In 2013, NC scientists discovered dinosaur fossils in Utah. Find out more about these ancient bones with this introductory lesson plan.
Alignment to NC Essential Standards
- 8.E.2.1 — Infer the age of Earth and relative age of rocks and fossils from index fossils and the ordering of rock layers (relative dating and radioactive dating).
At the end of the lesson, students will be able to explain:
- That fossils provide important evidence of how life and environmental conditions have changed.
- That a fossil is the preserved remains or traces of an organism that lived in the past.
- That geologists use radiometric dating to estimate how long ago rocks formed, and to infer the ages of fossils contained within those rocks.
- What is a fossil?
- What was the significance of the fossils found?
- What can scientists learn from studying fossils?
- How does comparing a fossil to existing animals help the scientists better understand the ancient animal?
- Radiometric dating
Students will view several photographs of dinosaur teeth. Have students work in a small group to discuss each tooth. After they discuss the tooth, ask them to draw conclusions about the type of dinosaur that might have that type of tooth. Click on the dinosaur name to see if they predicted the dinosaur correctly. Following the activity, ask the students: What can scientists learn from studying dinosaur bones? How can these be used to classify dinosaurs into different groups? How have animals changed over the years?

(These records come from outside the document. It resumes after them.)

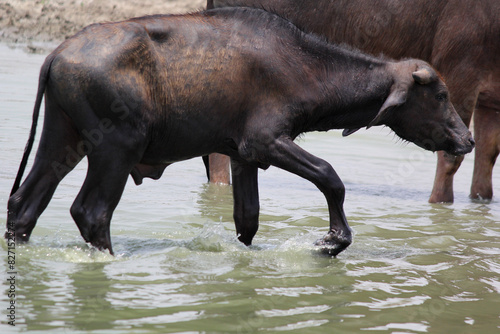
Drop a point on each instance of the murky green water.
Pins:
(413, 267)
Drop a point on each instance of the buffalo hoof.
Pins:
(19, 238)
(333, 243)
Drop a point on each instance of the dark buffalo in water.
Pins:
(460, 38)
(138, 95)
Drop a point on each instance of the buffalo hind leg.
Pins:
(56, 157)
(246, 200)
(287, 155)
(94, 206)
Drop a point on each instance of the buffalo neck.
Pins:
(348, 89)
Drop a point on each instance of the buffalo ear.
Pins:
(348, 132)
(396, 98)
(424, 76)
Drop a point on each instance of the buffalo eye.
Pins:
(442, 97)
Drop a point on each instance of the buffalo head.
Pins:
(418, 109)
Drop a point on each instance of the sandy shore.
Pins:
(40, 25)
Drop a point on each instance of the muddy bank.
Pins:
(40, 25)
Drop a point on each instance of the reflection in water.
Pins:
(414, 267)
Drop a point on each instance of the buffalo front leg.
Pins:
(287, 155)
(487, 136)
(447, 166)
(246, 200)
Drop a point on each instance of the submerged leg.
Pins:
(94, 206)
(447, 166)
(287, 155)
(487, 135)
(56, 157)
(246, 200)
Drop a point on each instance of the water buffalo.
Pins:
(460, 38)
(138, 95)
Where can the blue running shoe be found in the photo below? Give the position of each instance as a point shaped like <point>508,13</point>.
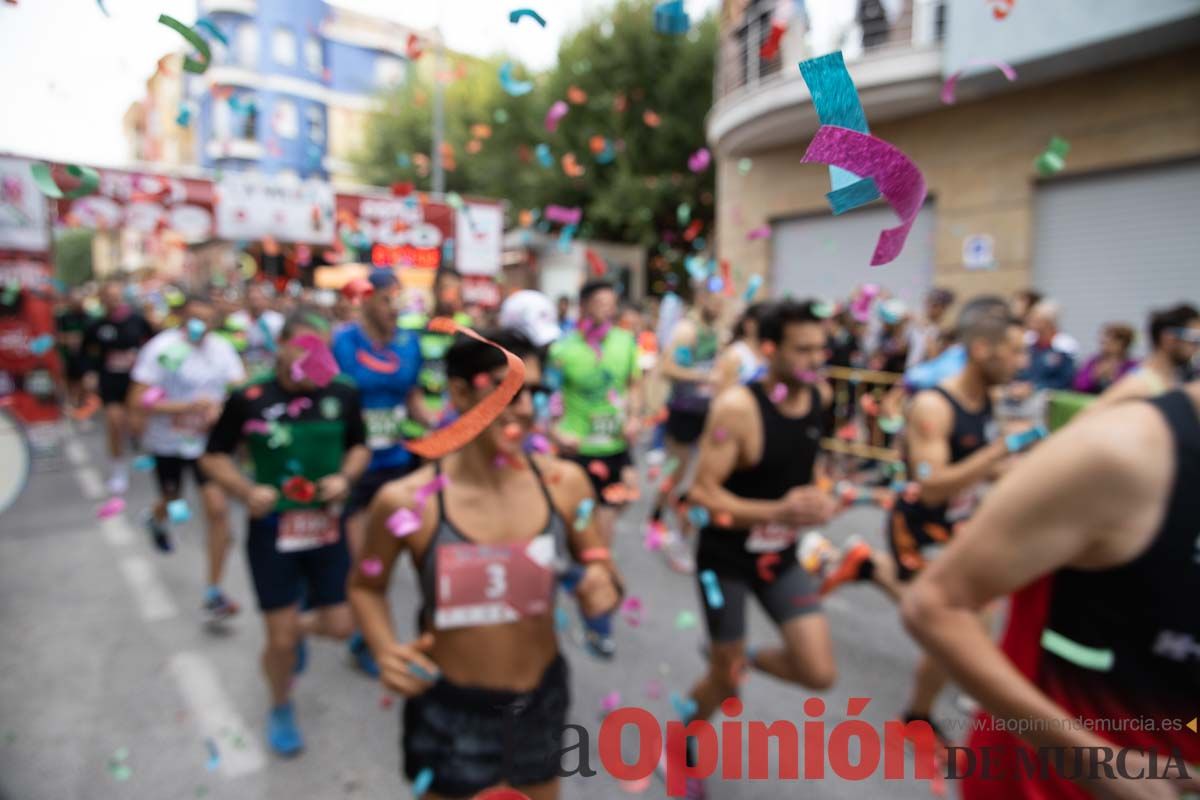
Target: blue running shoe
<point>282,732</point>
<point>361,655</point>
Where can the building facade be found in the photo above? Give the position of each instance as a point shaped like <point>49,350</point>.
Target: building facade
<point>1110,235</point>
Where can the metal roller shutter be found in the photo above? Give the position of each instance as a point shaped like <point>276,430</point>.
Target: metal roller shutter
<point>1113,247</point>
<point>827,257</point>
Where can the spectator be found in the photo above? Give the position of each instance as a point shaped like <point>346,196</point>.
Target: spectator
<point>1110,364</point>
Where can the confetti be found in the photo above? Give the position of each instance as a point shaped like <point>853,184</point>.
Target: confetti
<point>88,178</point>
<point>111,507</point>
<point>403,522</point>
<point>555,114</point>
<point>178,511</point>
<point>951,84</point>
<point>517,13</point>
<point>195,40</point>
<point>897,176</point>
<point>837,103</point>
<point>713,595</point>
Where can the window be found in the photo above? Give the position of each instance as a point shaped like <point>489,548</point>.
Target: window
<point>313,55</point>
<point>316,121</point>
<point>283,47</point>
<point>389,71</point>
<point>246,44</point>
<point>285,119</point>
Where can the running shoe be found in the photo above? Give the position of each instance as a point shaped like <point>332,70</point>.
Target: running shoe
<point>361,655</point>
<point>282,732</point>
<point>217,607</point>
<point>159,534</point>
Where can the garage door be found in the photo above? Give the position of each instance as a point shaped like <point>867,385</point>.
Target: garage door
<point>1113,247</point>
<point>827,257</point>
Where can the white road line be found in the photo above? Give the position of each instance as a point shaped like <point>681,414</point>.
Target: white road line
<point>238,750</point>
<point>77,453</point>
<point>89,481</point>
<point>153,600</point>
<point>117,530</point>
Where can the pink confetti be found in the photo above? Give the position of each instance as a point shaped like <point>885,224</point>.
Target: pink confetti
<point>403,522</point>
<point>298,405</point>
<point>256,426</point>
<point>952,83</point>
<point>111,507</point>
<point>153,395</point>
<point>556,113</point>
<point>898,179</point>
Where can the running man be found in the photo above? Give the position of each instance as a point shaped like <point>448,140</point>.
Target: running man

Students will view the NC Science Now video Digging Dinos. After viewing the video, students should answer the questions on the attached PDF, either individually or in small groups.
Following the video, students will research various other ways of dating Earth and fossils, including relative and radiometric dating methods.
In the video, the paleontologist discovered the new fossils by looking in the area. Explain that technology is helping scientists to find these fossils. Have the students watch the NC Science Now Video Dinosaur GPS. Discuss that the changes that have occurred on Earth including the terrain, temperature, landforms and organisms make it difficult to predict where dinosaurs may be found. Ask: How has the GPS technology helped scientists to locate evidence of changing life forms?
Students will imagine they are a part of a team of paleontologists. They have discovered a new fossil and want to determine its approximate date. Have the students write a paragraph, which suggests a method for determining the date and the strengths and limitations of the method.